Bush Declares War On Women's Rights
(IPS) WASHINGTON -- In a close 216-to-211 vote on July 15, the House of Representatives adopted the Smith Amendment, which blocks the United States from contributing any funding to the United Nations Population Fund (UNFPA).

Anti-abortion forces led by New Jersey Republican Rep. Christopher Smith stripped a provision from the 2004 State Department authorization bill that would have granted UNFPA a total of $100 million over the next two years.

"The House has again missed an opportunity to replace a failed policy with a successful one," said Amy Coen, president of Population Action International (PAI). "Supporting UNFPA is supporting a great, but largely untold, success story -- the story of how access to family planning saves and improves lives."

Many House members agreed. "This is a sad day for women around the world," said Carolyn Maloney, a Democrat from New York. "UNFPA saves thousands of women's lives each year by giving aid to pregnant women in countries where unhealthy pregnancies are common, yet the world's superpower has chosen to turn its back on women in less prosperous countries."

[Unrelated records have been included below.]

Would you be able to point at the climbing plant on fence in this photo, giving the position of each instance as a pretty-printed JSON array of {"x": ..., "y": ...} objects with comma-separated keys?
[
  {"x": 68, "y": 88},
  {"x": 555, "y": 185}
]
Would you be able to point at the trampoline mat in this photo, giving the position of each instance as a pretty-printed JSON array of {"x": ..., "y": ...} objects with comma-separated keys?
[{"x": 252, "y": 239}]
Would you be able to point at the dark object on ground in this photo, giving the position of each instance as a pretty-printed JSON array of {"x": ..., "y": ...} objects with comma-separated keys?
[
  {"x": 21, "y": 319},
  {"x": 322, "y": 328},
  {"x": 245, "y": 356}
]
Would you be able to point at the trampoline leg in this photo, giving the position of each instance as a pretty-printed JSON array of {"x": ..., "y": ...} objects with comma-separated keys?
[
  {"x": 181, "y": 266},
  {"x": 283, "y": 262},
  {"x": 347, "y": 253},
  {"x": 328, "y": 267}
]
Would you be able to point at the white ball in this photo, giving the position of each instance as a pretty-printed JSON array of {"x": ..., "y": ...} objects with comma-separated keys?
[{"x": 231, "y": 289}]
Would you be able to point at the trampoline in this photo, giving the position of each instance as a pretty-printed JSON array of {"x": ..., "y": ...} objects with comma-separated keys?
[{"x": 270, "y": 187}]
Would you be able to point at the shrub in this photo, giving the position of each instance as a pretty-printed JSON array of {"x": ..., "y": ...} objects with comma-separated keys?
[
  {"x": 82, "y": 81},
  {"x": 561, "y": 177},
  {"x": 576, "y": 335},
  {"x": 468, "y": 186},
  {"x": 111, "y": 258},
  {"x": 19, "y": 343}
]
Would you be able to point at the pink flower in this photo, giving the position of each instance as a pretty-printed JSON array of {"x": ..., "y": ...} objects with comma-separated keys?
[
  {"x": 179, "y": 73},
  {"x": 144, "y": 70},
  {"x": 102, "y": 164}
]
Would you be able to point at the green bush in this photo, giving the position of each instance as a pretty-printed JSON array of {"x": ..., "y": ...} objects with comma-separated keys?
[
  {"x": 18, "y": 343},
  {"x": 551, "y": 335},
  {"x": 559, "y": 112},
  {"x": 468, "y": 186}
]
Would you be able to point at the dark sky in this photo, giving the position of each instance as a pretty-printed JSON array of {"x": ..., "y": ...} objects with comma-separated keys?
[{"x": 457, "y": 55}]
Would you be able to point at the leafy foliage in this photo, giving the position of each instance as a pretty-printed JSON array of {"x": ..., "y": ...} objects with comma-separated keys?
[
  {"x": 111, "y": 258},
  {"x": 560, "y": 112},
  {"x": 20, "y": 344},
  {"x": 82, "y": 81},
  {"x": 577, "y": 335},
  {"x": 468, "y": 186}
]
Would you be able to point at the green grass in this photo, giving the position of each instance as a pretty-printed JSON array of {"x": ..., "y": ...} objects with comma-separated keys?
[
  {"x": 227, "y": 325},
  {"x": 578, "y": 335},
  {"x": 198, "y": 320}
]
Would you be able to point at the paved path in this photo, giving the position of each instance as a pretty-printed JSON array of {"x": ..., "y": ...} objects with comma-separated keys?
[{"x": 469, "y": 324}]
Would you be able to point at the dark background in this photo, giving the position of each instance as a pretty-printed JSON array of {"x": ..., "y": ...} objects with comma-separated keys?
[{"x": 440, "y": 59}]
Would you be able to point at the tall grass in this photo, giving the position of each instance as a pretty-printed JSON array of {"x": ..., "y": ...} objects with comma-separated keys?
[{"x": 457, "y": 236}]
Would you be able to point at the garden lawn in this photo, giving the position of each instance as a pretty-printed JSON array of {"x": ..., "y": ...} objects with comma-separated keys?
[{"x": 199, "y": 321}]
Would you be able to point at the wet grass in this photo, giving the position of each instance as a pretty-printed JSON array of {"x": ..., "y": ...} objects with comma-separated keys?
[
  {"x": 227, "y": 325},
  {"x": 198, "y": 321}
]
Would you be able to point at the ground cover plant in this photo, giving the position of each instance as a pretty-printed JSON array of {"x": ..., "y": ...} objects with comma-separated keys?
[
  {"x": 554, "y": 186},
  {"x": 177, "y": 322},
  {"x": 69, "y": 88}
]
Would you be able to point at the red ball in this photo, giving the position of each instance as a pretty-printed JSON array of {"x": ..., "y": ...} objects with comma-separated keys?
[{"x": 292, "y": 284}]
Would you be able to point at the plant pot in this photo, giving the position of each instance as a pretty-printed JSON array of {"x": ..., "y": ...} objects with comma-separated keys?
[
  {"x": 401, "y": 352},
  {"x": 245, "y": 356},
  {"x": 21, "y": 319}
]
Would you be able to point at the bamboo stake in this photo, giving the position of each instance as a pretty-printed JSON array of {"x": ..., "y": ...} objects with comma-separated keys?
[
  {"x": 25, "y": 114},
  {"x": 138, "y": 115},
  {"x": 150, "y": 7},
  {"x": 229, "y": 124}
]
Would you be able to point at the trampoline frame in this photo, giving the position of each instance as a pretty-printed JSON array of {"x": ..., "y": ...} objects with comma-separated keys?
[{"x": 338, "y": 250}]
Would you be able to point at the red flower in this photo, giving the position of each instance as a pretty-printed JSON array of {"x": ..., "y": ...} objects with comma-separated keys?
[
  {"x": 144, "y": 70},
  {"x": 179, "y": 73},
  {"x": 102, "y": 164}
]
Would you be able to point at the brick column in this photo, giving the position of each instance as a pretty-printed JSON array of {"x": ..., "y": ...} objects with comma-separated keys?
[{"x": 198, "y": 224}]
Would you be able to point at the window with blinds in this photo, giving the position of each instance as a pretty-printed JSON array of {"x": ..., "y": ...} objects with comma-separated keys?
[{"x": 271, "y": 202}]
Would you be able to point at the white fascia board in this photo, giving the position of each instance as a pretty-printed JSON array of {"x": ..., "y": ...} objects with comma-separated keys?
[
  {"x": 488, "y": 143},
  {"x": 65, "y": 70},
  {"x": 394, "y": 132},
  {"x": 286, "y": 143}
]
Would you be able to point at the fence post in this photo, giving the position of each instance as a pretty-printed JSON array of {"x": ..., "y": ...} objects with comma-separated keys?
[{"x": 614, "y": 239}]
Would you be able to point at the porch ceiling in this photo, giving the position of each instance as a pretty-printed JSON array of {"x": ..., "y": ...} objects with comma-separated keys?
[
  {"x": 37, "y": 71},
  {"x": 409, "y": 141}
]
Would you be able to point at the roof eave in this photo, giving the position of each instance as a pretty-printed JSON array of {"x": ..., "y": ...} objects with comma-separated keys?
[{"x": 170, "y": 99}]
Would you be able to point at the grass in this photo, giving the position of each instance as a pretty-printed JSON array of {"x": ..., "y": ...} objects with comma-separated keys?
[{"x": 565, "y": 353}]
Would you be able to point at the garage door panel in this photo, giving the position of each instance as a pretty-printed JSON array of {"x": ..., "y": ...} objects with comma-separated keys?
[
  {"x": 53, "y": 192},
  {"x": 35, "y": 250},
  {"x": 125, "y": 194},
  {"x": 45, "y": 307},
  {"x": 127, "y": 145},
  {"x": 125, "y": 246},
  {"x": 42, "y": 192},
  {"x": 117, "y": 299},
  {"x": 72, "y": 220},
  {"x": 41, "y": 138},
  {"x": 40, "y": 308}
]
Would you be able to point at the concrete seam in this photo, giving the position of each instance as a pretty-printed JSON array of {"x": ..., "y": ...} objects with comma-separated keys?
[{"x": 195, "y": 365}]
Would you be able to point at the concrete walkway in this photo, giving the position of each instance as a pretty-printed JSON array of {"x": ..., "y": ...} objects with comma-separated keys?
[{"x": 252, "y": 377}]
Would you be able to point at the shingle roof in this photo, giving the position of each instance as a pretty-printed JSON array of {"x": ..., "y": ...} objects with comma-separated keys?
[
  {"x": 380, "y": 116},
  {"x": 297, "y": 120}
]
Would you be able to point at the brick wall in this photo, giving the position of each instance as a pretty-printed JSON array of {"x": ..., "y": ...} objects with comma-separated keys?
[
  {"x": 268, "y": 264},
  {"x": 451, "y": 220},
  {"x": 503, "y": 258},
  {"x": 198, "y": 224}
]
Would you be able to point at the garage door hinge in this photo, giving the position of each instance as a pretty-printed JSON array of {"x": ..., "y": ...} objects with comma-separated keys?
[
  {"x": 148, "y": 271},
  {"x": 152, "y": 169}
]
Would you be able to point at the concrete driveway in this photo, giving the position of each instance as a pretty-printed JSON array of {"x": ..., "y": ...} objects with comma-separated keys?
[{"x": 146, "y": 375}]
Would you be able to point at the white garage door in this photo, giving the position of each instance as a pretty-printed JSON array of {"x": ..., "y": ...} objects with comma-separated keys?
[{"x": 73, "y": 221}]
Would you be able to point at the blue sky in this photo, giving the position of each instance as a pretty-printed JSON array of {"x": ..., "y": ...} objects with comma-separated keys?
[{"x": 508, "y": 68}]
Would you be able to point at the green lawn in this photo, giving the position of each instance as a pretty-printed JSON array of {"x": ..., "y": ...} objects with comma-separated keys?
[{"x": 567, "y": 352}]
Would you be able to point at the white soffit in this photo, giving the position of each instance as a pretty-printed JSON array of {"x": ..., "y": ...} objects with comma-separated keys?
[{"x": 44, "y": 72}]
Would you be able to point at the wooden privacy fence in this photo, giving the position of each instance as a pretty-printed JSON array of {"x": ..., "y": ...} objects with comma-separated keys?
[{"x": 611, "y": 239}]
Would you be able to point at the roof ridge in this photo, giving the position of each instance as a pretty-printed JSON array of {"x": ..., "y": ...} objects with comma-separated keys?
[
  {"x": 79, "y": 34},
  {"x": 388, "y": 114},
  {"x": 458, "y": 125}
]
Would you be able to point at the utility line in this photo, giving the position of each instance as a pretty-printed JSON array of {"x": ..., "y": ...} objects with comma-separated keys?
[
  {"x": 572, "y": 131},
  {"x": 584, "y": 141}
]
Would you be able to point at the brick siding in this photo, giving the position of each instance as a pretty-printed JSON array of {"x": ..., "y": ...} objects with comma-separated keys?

"The other side misled members of Congress and the American people about the meaning of this vote," Maloney said. "We suffered a disappointing, bitterly close loss on the House floor today, but more importantly, the women of the world have suffered an even greater loss."

The bill would have authorized $50 million per year for fiscal years 2004 and 2005 to UNFPA, the preeminent global source of multilateral funding for family planning and maternal health programs.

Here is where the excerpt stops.